The liveblog-standalone project is a toolkit for building auto-updating pages from a structured Google Doc. It is used at NPR for live coverage situations, like our 2020 Iowa caucus field reports <https://apps.npr.org/liveblogs/20200203-iowa/>
. It's a successor to our original Liveblog rig <https://github.com/nprapps/liveblog>
.
This news app is built on our interactive template <https://github.com/nprapps/interactive-template>
_. Check the readme for that template for more details about the structure and mechanics of the app, as well as how to start your own project.

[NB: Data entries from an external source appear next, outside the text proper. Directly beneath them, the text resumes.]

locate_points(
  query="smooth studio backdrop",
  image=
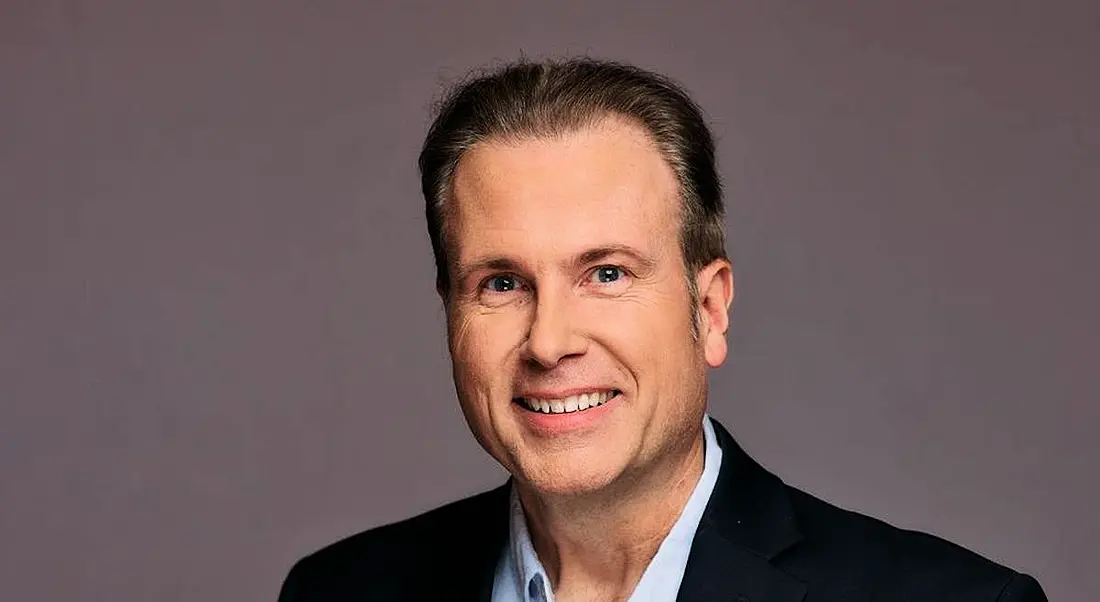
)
(220, 347)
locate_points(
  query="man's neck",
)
(598, 545)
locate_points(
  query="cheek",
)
(482, 343)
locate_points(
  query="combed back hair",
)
(547, 98)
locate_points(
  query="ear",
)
(715, 285)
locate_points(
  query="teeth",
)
(573, 403)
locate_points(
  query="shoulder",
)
(382, 561)
(887, 561)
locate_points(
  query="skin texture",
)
(568, 276)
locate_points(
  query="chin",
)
(567, 479)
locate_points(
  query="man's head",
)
(575, 215)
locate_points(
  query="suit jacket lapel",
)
(747, 522)
(468, 568)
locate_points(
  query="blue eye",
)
(502, 283)
(606, 274)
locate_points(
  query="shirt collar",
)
(667, 568)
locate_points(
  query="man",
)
(575, 216)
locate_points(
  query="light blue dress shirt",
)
(520, 577)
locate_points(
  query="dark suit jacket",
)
(759, 540)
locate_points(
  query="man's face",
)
(569, 291)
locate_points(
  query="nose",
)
(552, 336)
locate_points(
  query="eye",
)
(501, 283)
(607, 274)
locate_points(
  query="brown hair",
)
(538, 99)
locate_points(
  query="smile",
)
(568, 405)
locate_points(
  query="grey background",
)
(220, 348)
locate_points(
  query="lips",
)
(568, 405)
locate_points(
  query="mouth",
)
(571, 404)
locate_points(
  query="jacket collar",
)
(748, 522)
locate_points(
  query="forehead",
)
(600, 185)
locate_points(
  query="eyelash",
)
(520, 285)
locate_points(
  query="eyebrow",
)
(586, 258)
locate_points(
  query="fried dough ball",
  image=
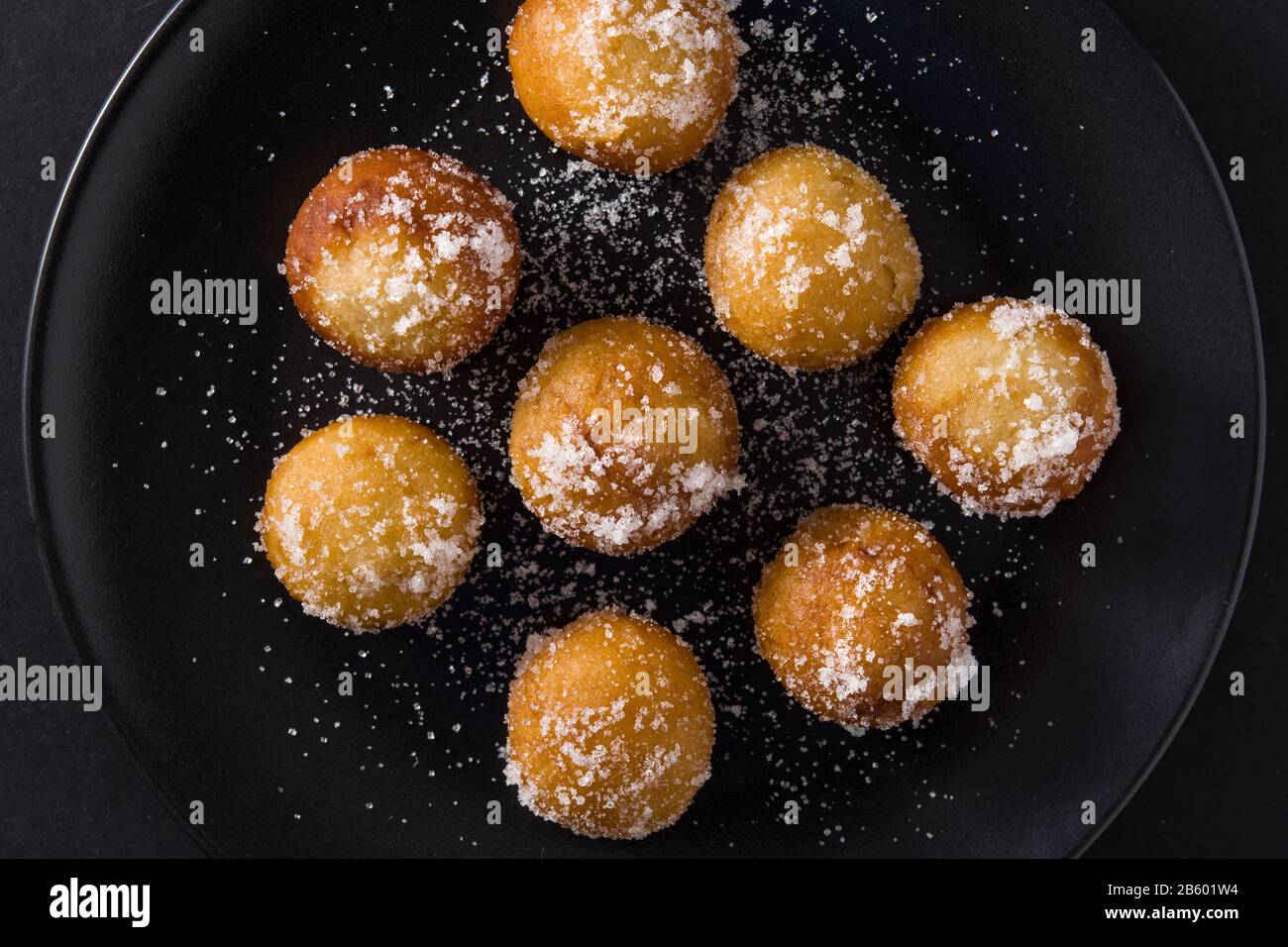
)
(622, 436)
(372, 522)
(1008, 403)
(609, 727)
(403, 260)
(622, 82)
(854, 604)
(809, 261)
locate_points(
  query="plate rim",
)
(55, 578)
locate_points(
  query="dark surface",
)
(1196, 789)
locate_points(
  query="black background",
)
(67, 788)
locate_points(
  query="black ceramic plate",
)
(166, 427)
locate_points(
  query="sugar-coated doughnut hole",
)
(1009, 403)
(403, 260)
(610, 727)
(634, 85)
(623, 434)
(809, 261)
(372, 522)
(863, 617)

To run this project you will need:
npm i -g grunt-cli
)With those installed, you can then set the project up using your terminal:
git clone git@github.com:nprapps/liveblog-standalone
cd liveblog-standalone
npm install
grunt docs
grunt
Like all interactive-template projects, this application uses the Grunt task runner to handle various build steps and deployment processes. To see all tasks available, run grunt --help
. grunt
by itself will run the "default" task, which processes data and starts the development server. However, you can also specify a list of steps as arguments to Grunt, and it will run those in sequence. For example, you can just update the JavaScript and CSS assets in the build folder by using grunt bundle less
.
Common tasks that you may want to run include:
sheets
- updates local data from Google Sheets
docs
- updates local data from Google Docs
google-auth
- authenticates your account against Google for private files
static
- rebuilds files but doesn't start the dev server
cron
- runs builds and deploys on a timer (see tasks/cron.js
for details)
publish
- uploads files to the staging S3 bucket
publish:live
uploads to productionpublish:simulated
does a dry run of uploaded files and their compressed sizeslocal
- starts a version of the server locally, updating the document every few seconds
deploy
- starts the update/parse/publish loop, targeting the staging bucket
deploy-live
- deploy but for the production bucket
Essentially, the liveblog is built in three pieces. For editors and reporters, a Google Doc add-on helps them write an ArchieML document containing the page configuration and all posts. They can also use the add-on to add embedded content, or to check the document structure for errors. This code is checked into the add-on
folder.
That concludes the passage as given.